*当記事は2021年6月26日の著者自らの一連のツイートを元にしている*1。
義江明子著『女帝の古代王権史』(ちくま新書、2021年)によると「父系直系継承を支えるための「中つぎ」」にすぎないとみなされてきた古代の女帝が、最近の研究ではかなり主導的に統治していたことがわかったという。孝謙=称徳はともかく(それも男性である道鏡の影響のせいにされてしまうが)、皇極=斉明も主導的に統治していたという。そこで、ビザンツの3人の女帝、エイレーネ(在位797-802)、ゾエ(在位1042)、テオドラ(在位1042、1055-56)について考えてみた。
エイレーネは実の息子である皇帝を廃位して即位しているから主導的に統治している。ゾエの妹テオドラとの短期間の統治は多分に状況の産物だが、重祚後のテオドラは男性の皇帝を選ばなかったり、垂簾の後ろにいずに直に臣下に対したりしてかなり主導的に統治したといえるのではないか*2。

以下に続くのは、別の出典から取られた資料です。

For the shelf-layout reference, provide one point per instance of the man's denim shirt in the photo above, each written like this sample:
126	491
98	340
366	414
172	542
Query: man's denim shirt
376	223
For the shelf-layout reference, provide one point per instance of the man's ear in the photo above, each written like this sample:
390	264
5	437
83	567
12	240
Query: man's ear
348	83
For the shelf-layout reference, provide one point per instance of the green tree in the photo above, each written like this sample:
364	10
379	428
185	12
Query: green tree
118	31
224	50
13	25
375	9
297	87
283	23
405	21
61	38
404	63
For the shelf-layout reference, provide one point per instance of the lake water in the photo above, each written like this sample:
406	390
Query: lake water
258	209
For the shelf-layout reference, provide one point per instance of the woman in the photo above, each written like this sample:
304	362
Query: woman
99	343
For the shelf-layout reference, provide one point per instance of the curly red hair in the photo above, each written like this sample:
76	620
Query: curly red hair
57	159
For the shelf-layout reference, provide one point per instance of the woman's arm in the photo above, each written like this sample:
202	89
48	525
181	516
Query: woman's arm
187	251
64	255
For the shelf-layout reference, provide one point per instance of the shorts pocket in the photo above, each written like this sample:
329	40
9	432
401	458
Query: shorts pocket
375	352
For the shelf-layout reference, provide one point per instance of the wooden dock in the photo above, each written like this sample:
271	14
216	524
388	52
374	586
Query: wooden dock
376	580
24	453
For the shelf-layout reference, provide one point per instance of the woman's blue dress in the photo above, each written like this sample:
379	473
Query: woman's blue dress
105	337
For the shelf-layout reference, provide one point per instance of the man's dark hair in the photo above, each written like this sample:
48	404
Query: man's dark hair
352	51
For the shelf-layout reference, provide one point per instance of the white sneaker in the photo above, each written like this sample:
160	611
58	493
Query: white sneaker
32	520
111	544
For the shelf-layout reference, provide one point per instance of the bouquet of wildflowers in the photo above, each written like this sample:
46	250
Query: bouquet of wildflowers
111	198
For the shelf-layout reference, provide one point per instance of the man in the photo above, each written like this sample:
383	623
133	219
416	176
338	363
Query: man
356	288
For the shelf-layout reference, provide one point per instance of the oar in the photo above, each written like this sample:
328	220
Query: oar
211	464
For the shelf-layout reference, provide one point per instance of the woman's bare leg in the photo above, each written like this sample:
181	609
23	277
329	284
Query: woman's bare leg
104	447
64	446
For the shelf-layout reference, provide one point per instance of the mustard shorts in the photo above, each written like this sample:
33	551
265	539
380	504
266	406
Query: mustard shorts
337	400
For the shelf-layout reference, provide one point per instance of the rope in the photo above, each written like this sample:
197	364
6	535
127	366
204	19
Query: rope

また義江本で、そもそも倭では女性首長を排除する社会通念は存在しなかったのだが、「五世紀を通じて、中国皇帝から授与される将軍号を軸に軍事編成と国内豪族の組織化が進み、王が男であることは既定事実」(70頁)となっていたのだが、「世襲王権の形成につれて、六世紀の半ばの欽明の頃には血統的条件が王位継承の第一要件に浮上」(同)したとあり、これが結局推古の即位につながった。軍事司令官であることが要請される「ローマ皇帝」として初の女帝となったエイレーネについて、井上浩一『ビザンツ皇妃列伝』は「このような比較的平和な時代であったのは偶然ではあるまい」(筑摩書房版、111‐112頁)としている。エイレーネは5年余の統治の後廃位されているが、一方テオドラは死ぬまでその座にあった。これは前者が単なる皇妃・皇太后に過ぎなかったのに、後者がマケドニア王朝の最後の正嫡であったことも一因であろう。そうなるとこの点でも、日本古代の女帝との類似点が見いだせることになる。